Danielle Smith is calling her meat tweet a mistake.

Over the weekend the Wildrose leader agreed with a suggestion that potentially tainted beef be served to the province’s “hungry.”

About 1 million pounds of beef from XL Foods was dumped in a landfill near Brooks on Sunday.

On Monday Smith admitted she shouldn’t have made the comment.

“If you can’t explain something in 140 characters, then you shouldn’t try to talk about it on Twitter. So I’ve learned a lesson there,” she said.

She also defended her stance insisting the disposal is a waste.

“There’s been a lack of communication and so I don’t think it’s well understood that we did have 5.5 million kilograms of meat that was certified by the CFIA as being cleared of E. coli. That was what we were talking about,” she stated.

The comments sparked discussions between many Albertans Sunday with people falling on both sides of the issue.

NDP leader Brian Mason took to twitter to announce his disgust at the suggestion.

“I'm appalled that a public official would suggest feeding tainted meet to ABans living in poverty,” he posted.

Hope Mission volunteer Brady Ciochetti told CTV Edmonton he was offended by the suggestion.

“Because she already knows it’s tainted,” he explained.

The Canadian Food Inspection Agency did confirm that there was a process to treat tainted beef.

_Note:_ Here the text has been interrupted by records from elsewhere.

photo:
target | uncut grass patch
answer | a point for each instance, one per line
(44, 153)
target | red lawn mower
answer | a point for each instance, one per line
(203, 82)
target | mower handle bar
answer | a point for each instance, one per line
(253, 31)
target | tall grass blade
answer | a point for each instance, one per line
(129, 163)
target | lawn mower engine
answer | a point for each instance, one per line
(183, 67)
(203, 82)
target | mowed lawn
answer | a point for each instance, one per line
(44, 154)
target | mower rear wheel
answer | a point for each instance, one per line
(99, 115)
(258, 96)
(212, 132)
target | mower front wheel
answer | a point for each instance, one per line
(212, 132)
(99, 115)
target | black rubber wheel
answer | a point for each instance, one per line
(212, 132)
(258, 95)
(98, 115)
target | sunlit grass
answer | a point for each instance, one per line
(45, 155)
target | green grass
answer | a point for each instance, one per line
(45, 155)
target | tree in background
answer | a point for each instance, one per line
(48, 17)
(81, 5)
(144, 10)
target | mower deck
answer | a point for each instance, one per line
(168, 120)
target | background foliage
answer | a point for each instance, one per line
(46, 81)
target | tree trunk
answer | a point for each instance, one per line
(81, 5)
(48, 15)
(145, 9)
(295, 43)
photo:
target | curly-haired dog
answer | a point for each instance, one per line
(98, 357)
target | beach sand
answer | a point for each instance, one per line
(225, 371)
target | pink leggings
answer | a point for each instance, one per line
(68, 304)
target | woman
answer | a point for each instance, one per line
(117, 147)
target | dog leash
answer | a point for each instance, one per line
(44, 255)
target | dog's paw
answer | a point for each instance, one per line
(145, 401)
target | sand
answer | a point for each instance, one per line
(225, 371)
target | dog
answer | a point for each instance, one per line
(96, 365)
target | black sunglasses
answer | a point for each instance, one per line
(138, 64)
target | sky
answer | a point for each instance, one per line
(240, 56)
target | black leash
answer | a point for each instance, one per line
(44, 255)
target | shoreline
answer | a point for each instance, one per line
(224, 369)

“That high temperature treatment is an establish process for dealing with contaminated product and it ensures that all of the bacteria are destroyed,” CFIA spokesperson Lisa Gaultier told CTV Edmonton.

Either way, Smith said the main focus now needs to be on getting the plant to reopen.

12 million pounds of recalled beef will be destroyed in total at the request of the company.